The Pokémon Center is a chain of specialty stores selling Pokémon-related merchandise. Pokémon Centers are predominantly located in Japan, the first having opened in Tokyo in 1998. Stores have also opened in Singapore, the United States, and Taiwan. As of 2026, there are 25 active stores with two located outside Japan.

Within the Pokémon universe, "Pokémon Centers" are locations where characters can heal, manage, and trade their Pokémon creatures. Real Pokémon Centers, named after the fictional counterparts, sell merchandise such as action figures, plush toys, cereal boxes, clothing, backpacks, and badges.

==History==
The Pokémon Company opened the first Pokémon Center store in Tokyo in April 1998. This original Pokémon Center eventually closed and reopened in a different location. Pokémon Center Osaka, one of the franchise' bigger locations at 830 square meters, was the country's seventh Pokémon Center and opened in 2010.

On November 16, 2001, Nintendo opened a store called the Pokémon Center in Rockefeller Center, New York City. The Pokémon Center was closed and replaced by the Nintendo World Store in 2005. This store was renovated and rebranded to Nintendo New York in 2016.

Only one Pokémon Center out of 15, along with three smaller locations, remained open at the height of the COVID-19 pandemic in Japan, and the location in Okayama closed permanently. There are over 20 Pokémon Center locations in Japan as of 2023.

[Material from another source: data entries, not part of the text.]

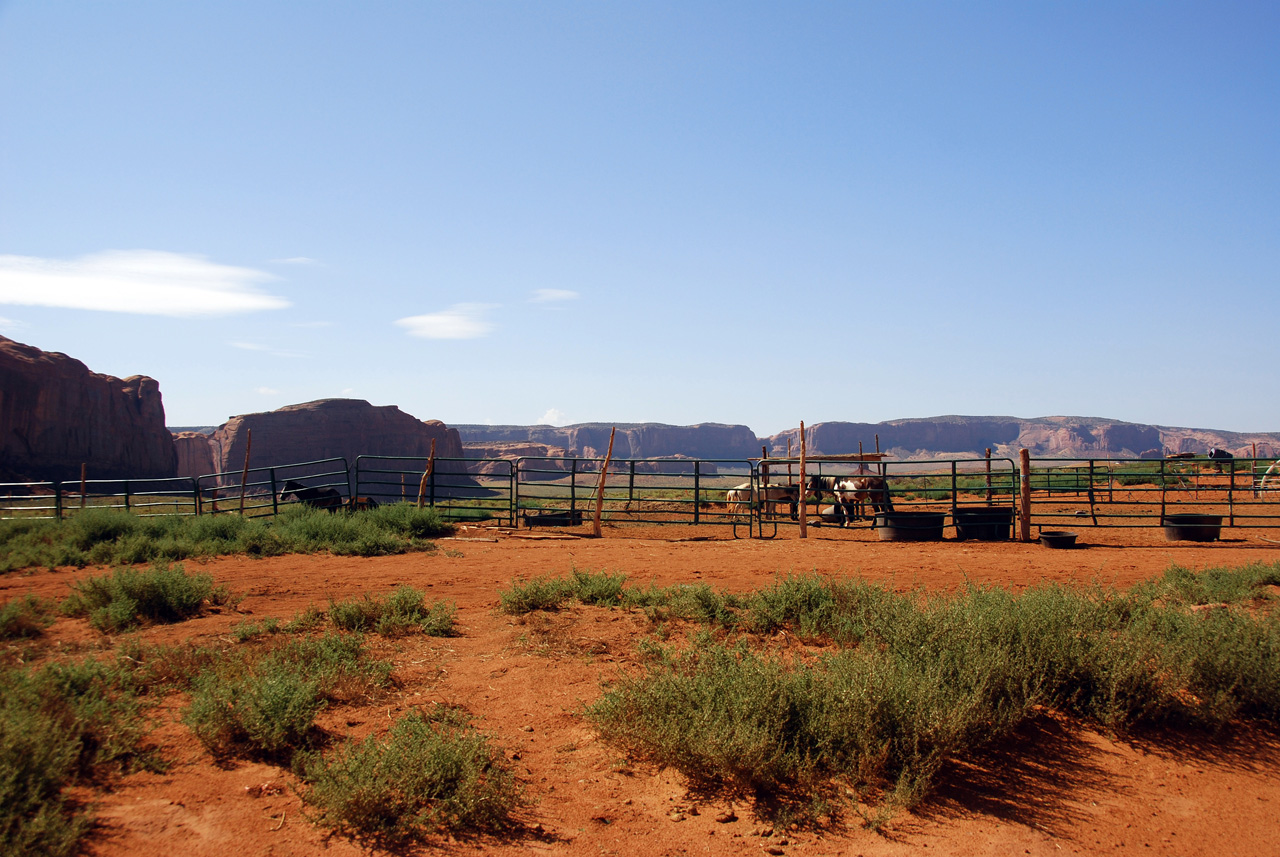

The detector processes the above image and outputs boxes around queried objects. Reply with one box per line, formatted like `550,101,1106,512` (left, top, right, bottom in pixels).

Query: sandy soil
5,521,1280,857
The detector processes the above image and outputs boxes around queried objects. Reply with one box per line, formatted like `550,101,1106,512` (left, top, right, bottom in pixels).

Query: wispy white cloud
256,387,280,395
396,303,499,339
0,316,26,333
530,289,578,303
0,250,290,317
539,408,569,426
228,341,305,358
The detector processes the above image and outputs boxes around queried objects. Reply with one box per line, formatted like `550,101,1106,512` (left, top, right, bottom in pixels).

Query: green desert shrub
0,595,56,639
590,566,1280,817
184,664,324,758
498,576,574,614
329,587,456,637
0,503,453,573
302,709,522,844
0,657,150,856
62,563,232,632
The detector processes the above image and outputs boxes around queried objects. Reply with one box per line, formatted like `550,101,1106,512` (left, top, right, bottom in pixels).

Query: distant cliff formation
454,423,761,460
771,416,1280,461
174,399,463,479
0,335,176,482
458,416,1280,462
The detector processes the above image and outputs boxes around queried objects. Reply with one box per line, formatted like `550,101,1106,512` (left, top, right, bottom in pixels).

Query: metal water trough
1161,513,1222,542
521,509,584,528
874,511,946,541
953,506,1014,541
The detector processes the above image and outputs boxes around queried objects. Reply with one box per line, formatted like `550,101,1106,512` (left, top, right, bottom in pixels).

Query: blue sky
1,1,1276,435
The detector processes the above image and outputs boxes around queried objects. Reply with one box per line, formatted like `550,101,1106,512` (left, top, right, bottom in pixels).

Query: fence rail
3,454,1279,537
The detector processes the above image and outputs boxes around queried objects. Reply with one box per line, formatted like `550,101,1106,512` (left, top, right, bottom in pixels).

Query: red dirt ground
5,521,1280,857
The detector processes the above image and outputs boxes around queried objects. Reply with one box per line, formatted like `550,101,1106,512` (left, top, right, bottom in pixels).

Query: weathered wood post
417,439,436,509
238,428,252,515
80,463,87,509
1019,448,1032,541
984,448,992,503
798,421,807,539
592,427,616,537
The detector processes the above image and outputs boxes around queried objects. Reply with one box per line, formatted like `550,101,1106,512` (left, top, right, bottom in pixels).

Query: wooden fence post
1019,448,1032,541
238,429,252,515
80,463,87,509
417,439,436,509
798,421,807,539
593,427,616,537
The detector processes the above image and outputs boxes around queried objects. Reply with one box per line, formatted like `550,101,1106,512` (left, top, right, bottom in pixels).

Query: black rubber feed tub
874,511,946,541
953,506,1014,541
1162,513,1222,542
1039,530,1079,549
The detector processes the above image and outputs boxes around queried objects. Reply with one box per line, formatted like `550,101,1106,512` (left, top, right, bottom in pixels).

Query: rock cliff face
770,416,1280,461
455,423,760,461
172,431,217,480
0,336,176,482
208,399,463,477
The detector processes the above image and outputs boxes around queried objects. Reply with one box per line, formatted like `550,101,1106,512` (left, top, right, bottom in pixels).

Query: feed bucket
1039,530,1079,549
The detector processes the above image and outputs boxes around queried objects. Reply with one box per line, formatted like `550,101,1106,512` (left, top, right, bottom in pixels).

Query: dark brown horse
279,480,344,512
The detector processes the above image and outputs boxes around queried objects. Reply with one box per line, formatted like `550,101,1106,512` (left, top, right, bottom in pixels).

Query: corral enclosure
6,453,1280,541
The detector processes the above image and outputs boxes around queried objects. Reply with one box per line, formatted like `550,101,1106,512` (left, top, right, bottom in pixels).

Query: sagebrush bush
329,587,456,637
1,503,454,573
0,657,150,856
302,709,522,843
0,595,55,639
63,563,232,632
185,665,324,758
588,566,1280,818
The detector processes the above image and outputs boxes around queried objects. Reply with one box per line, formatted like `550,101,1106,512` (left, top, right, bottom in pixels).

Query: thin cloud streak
0,250,290,317
531,289,578,303
396,303,499,339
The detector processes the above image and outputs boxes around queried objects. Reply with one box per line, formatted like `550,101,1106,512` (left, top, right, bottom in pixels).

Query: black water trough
953,506,1014,541
1161,513,1222,542
874,511,946,541
1039,530,1079,549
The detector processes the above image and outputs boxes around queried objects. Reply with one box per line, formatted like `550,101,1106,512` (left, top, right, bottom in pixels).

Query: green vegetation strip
0,503,454,573
507,565,1280,818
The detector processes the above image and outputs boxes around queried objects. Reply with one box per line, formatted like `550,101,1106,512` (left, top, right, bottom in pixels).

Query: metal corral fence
513,457,756,534
353,456,516,524
4,454,1280,537
1020,457,1280,529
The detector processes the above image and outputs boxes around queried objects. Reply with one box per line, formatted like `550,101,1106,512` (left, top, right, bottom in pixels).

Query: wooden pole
238,429,252,515
786,437,792,482
417,439,436,509
80,463,87,509
593,427,616,537
985,448,992,503
798,421,807,539
1018,448,1032,541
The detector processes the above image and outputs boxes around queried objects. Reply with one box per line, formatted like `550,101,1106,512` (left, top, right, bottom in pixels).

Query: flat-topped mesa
0,336,177,482
206,399,463,476
455,422,760,461
769,417,1280,461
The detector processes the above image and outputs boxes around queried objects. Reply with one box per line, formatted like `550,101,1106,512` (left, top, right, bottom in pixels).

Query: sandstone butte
0,334,176,482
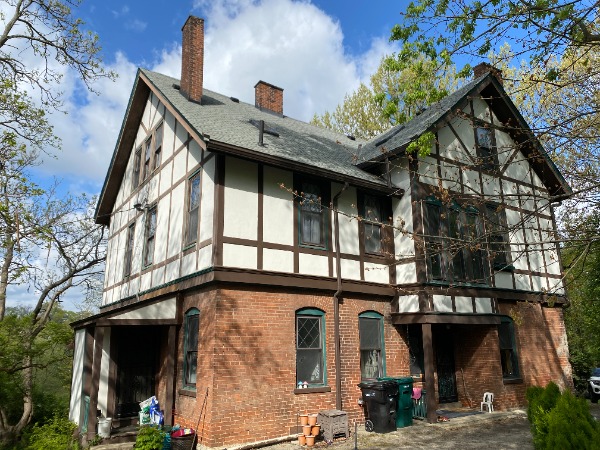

On December 8, 2023, the second permanent Pokémon Center outside of Japan opened in Taipei at the Shin Kong Mitsukoshi department store near Taipei 101.
The Pokémon Company International launched an online Pokémon Center store in 2014.

==Locations==
As of 2026, there are 23 Pokémon locations in Japan, including five labelled "Pokémon Store". They include ten locations in the Greater Tokyo Area. These exclude temporary pop-up stores, for example: one such store operated in London during the Pokémon World Championships in 2019, and another operated for three weeks in June 2014 at the Cremerie de Paris, near the Louvre in Paris.

===Outside Japan===
- Singapore: Opened on 17 April 2019 at Jewel Changi Airport.
- Taipei, Taiwan: Opened on 8 December 2023 in the Xinyi District.
- Bangkok, Thailand: Expected to open in December 2026 at CentralWorld Bangkok.

===Former stores===
- New York City: Open from 2001 to 2005, converted to Nintendo New York.